Wenn er dann noch höre, dass es unwahrscheinlich sei, dass der vorgelegte Haushalt der Gemeinde so akzeptiert werden würde und dies »vielleicht nur durch eine Erhöhung der Grundsteuer B« zu erreichen sei, fragte der SPD-Politiker, ob die Gemeindeverwaltung nicht »eine Möglichkeit sieht, freiwillig Sach- und Dienstleistungen einzusparen, ohne dass wir einen Sperrvermerk für den Haushalt beschließen«. Denn einen Sperrvermerk wolle Fuß bewusst nicht in den Haushalt eintragen lassen, weil er vermeiden möchte, dass dies als Misstrauensvotum gegen die Verwaltung verstanden werden könnte und so ausgelegt werde, dass diese nicht sparsam mit Steuermitteln umgehe. Stattdessen regte er »eine Selbstverpflichtung zum maßvollen Haushalten« der Gemeinde an.

Wie er sich das denn vorstelle, fragte der HfA-Vorsitzende Oliver Matyschik (CDU). Diesbezüglich sei die einzige Möglichkeit, tatsächlich einen Sperrvermerk einzutragen, der die Reduzierung der Verwaltungskosten notwendig mache.

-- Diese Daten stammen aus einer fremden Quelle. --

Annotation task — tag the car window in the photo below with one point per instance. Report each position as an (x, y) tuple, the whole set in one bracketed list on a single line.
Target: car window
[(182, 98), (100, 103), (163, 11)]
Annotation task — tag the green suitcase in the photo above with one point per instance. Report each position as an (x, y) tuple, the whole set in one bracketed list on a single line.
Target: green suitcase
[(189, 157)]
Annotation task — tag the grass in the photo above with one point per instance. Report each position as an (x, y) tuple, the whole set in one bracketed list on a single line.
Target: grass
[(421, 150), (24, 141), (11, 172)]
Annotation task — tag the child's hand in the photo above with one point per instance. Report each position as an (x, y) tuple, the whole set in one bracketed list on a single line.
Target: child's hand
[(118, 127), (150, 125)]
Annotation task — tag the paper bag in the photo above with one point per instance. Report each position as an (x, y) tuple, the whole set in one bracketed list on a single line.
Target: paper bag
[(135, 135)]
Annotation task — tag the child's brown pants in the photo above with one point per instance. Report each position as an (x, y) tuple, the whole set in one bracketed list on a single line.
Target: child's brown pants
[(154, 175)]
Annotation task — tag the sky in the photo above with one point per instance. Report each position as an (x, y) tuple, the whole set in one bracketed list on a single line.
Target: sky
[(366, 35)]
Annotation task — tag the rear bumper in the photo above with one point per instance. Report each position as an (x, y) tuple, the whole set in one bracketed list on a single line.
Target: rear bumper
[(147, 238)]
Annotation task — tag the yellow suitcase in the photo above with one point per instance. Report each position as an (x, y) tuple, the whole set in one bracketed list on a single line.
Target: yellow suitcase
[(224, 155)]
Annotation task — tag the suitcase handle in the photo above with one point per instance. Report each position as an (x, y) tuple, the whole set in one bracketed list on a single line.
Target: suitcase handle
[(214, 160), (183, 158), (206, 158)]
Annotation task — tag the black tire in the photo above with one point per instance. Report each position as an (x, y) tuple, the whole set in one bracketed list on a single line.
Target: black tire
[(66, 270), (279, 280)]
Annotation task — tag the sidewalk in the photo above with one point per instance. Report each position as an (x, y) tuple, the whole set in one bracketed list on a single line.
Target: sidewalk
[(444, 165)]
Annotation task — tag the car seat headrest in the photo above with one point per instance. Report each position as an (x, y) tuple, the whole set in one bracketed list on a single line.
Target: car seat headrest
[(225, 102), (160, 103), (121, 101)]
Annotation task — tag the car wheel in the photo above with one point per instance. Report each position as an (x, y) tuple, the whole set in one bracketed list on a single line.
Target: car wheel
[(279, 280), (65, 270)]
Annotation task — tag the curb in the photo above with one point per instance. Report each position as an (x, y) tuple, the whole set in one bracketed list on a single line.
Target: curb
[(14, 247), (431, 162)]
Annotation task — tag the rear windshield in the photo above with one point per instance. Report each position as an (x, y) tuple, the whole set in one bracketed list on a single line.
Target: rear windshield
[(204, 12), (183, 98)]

Alles andere sei rechtlich nicht umsetzbar. »Wenn hier ein gewisses Misstrauen besteht, dass die Gemeinde nicht sparsam verwaltet, dann muss man das als Parlamentarier auch offen bekennen«, erklärte der HfA-Vorsitzende.

Einen Sperrvermerk jedoch wollten die Ausschussmitglieder dann nicht beschließen. Zudem regte das Dreierbündnis an, die Haushaltszahlen, die normalerweise im Quartal an die Abgeordneten gehen, monatlich zu erheben.

Eine monatliche Kostenaufstellung sei zwar möglich, sinnvoll sei aber hier eher, die Zahlen in Taktung der HfA-Sitzungen zu präsentieren, so Kämmerer Benjamin Sturm dazu. Dieser Vorschlag wurde mit vier zu drei Stimmen (zwei FDP, eine Grüne, eine SPD) angenommen.